Many residents were extremely upset with the quality of the remote learning for elementary school students. One mother specifically pointed out that the “Eureka Math” videos her kids are learning from are designed for teachers and as supplements for use in conjunction with live learning. She noted that her daughter is crying every day and that she’d rather just let her kid play than waste her time with the videos, declaring: “If they’re not learning anything, I get it, it’s a pandemic, and I will let her play outside.”

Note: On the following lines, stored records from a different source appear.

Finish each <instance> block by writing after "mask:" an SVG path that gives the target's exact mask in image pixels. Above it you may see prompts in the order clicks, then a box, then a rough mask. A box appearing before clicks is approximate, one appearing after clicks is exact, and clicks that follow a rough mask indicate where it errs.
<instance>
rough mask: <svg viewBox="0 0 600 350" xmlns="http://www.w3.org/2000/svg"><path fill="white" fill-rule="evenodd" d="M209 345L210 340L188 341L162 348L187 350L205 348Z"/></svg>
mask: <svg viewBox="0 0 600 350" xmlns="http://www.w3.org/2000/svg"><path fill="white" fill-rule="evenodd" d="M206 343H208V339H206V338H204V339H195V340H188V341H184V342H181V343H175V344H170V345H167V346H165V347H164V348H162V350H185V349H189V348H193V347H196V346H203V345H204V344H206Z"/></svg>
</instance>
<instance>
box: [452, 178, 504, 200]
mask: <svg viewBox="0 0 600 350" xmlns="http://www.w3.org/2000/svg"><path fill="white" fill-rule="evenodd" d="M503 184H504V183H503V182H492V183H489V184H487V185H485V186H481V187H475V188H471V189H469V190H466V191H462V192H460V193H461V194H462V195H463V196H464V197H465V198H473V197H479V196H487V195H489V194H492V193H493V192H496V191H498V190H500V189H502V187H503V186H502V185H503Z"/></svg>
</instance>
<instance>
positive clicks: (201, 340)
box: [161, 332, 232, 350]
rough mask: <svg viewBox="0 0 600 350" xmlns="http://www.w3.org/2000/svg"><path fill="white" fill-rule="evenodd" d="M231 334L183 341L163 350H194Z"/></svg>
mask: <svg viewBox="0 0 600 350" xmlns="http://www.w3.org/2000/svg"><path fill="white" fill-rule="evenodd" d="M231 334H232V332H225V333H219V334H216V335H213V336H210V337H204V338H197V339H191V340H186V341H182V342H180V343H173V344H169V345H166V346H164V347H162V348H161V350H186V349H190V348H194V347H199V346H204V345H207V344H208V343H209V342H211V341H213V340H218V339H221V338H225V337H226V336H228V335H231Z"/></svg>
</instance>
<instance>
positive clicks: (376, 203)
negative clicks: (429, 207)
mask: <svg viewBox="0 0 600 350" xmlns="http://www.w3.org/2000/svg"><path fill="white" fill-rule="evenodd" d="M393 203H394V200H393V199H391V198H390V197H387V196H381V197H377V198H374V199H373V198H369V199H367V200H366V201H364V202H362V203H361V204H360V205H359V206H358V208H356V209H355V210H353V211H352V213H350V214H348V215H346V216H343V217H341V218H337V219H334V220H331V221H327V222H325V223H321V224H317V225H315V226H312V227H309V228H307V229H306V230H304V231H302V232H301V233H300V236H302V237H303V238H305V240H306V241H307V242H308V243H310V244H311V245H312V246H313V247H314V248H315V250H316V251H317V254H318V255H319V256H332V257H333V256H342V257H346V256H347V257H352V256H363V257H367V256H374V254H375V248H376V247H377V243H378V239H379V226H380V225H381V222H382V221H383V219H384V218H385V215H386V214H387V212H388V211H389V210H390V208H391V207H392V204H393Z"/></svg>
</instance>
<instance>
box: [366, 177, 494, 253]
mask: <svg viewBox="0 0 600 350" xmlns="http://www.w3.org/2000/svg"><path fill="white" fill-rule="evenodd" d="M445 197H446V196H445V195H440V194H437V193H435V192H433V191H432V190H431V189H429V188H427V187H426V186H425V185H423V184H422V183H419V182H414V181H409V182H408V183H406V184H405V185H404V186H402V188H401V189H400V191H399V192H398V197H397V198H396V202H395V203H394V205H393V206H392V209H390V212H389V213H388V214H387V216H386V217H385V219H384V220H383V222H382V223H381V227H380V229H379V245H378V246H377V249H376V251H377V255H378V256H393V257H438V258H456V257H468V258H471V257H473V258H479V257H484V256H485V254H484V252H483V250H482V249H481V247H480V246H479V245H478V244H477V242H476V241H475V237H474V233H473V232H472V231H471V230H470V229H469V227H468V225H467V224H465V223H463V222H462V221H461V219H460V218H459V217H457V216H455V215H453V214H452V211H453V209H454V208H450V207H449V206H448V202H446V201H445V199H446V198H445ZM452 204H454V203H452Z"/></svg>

She encouraged Gutekanst to watch the videos himself, but was interrupted for taking too long without asking a clear question. However, the next town resident who spoke essentially reiterated how bad the videos are, and pressed Gutekanst to hire a college student to teach the kids math instead. Meanwhile, another parent - who noted that the videos her kids are forced to watch will often break into commercials that border on inappropriate - asked whether a parent could teach the kids, given that it’s elementary level math.

These would be interesting ideas, although it’s unclear if they would be possible. Gutekanst noted that it’s tough to find teachers right now, and that he even did lunch duty at one point, wiping down tables because Needham schools are so shorthanded. It’s also unclear if the teachers union would allow these non-union educators to teach the children. Gutekanst had previously explained that while there may be a perception that the teachers unions are getting in the way of students' learning, he feels that’s not the case.

A few ideas were quickly shot down, however. When one father accused the committee of using the lack of space as an "excuse," Gutekanst said they would not be looking to expand into the library or any other town spaces (which the father had suggested), as they’d already determined they don’t have any available space outside of the schools. Another thing they would not be doing is changing the schedule, although some students are currently getting only four days of in-person learning in both December and February, which is about half the in-person learning days the other cohort has.

While it may seem much longer, we’re still just three months into the school year. Needham will undoubtedly have make changes to its school plans going forward as the town adapts to the wrenches COVID throws into the gears of their best laid plans.

On Saturday morning, the School Committee laid out their choices and explained the rationale behind them. Whether you agreed with their decisions or not, they certainly provided some clear transparency about why they were made in the first place.